Warm But Soggy, and Tasting of Paper

The whole point of a pizza box is to keep your pie warm. Issue is, hot pizza often means soggy pizza. Typical boxes, like those you get from most of your chain restaurants, come with four ventilation holes that are rarely used. This hot-box technique traps in steam, which not only makes your crust mushy, but allows the moisture to break down the cardboard, resulting in pizza that tastes like paper. “It’s not like 'oh this pizzeria makes cardboard pizza,'” Wiener laughs. “It’s the box.”

All well-designed pizza boxes tackle a problem. In Chicago, deep dish pizza requires a totally different design on account of the pie’s thickness. “It’s like trying to serve a cake out of a cake box,” Wiener says. “It’s impossible.” Instead of using the Walker Lock, the standard box fold that locks the top flap into the third wall, Chicago-style pie boxes are designed so that when you flip the lid open, the walls collapse, making the pizza easier to serve.

Another box, the one from the aforementioned Eataly, combats the heating problem with an aluminum-coated polyester lining, which conducts reflects enough heat to keep your pizza oven hot. This box, has 17 vents that are positioned so that steam will be able to escape even if the boxes are stacked. The aluminum reduces the taste of cardboard, you don’t get the steam build-up and your pizza is hot. “It’s a very effective box,” he says.

>The Domino's corner-cut design reduces folding time from six seconds to four.

On the other end of the spectrum, a pizza store like Dominos, is less concerned about accessibility as they are about efficiency. The chain has adopted a corner-cut design, which reduces the folding time from six seconds to four, on average and allows the boxes to be stacked more neatly. "They didn't invent that," he clarifies. "They're using someone else's patent."

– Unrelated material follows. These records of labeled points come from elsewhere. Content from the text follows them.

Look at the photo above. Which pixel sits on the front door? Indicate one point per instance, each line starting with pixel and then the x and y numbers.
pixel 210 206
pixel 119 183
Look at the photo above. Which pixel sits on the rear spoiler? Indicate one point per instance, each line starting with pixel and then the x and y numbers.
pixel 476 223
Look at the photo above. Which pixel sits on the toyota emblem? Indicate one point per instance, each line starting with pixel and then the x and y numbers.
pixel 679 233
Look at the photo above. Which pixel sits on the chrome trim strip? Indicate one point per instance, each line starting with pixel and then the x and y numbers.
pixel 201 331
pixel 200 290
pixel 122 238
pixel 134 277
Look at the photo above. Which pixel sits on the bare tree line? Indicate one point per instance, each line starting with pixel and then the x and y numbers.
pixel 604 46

Wiener himself actually took up a temporary gig there a year ago to learn the trade. “The first thing you’d do every day is fold 300 pizza boxes,” he says. “But it didn’t take long.” You can imagine knocking off a couple seconds per box, multiplied by the thousands of pizza boxes folded everyday, could actually amount to measurable labor and time savings for Dominos in the long run.

So About the World's Best Pizza Box...

India might seem like an unlikely country to lay claim to the world's smartest pizza box, but Wiener insists that it's really not that weird. "It’s the fastest growing pizza market because it's such a huge population," he says. "It’s also a place where there's always been a lot of manufacturing."

Still, as it turns out, the creator of the VENTiT actually has no history with pizza at all. "The guy who invented this box has been in corrugated board for 35 years," says Wiener. "And one day he realized this is the way that he can reduce the steam that is trapped inside.”

Most pizza boxes are made from corrugated cardboard, a material that’s made from three layers of paper liners glued together. In traditional boxes, this material is combined, printed and then run through a die machine that cuts out vents and creates creases that will later be folded into a box. The VENTiT reverses this process, so instead of stamping the cuts after the corrugated cardboard is assembled, the middle and inner liner are cut together before combining it with a precut outer liner.

These misaligned holes give steam an escape route that takes it through the fluted middle layer and and then exit out the top without ever touching the pizza. “In other words, there’s no direct hole,” Wiener explains. “You’re taking the exact same box but reorganizing how it’s put together so it creates better movement for steam.”

Unfortunately, you can only find the VENTiT in India, Dubai, and at Wiener’s apartment in Brooklyn, where he stashes all 650 boxes into three closets. But it’s actually not as bad as it sounds since he makes sure each box is flattened and rigorously organized. “I’m in my apartment right now and don’t see a single box,” he says. “It’s not until you open the closet and look up that you think: “Ok, this guy might have a problem.”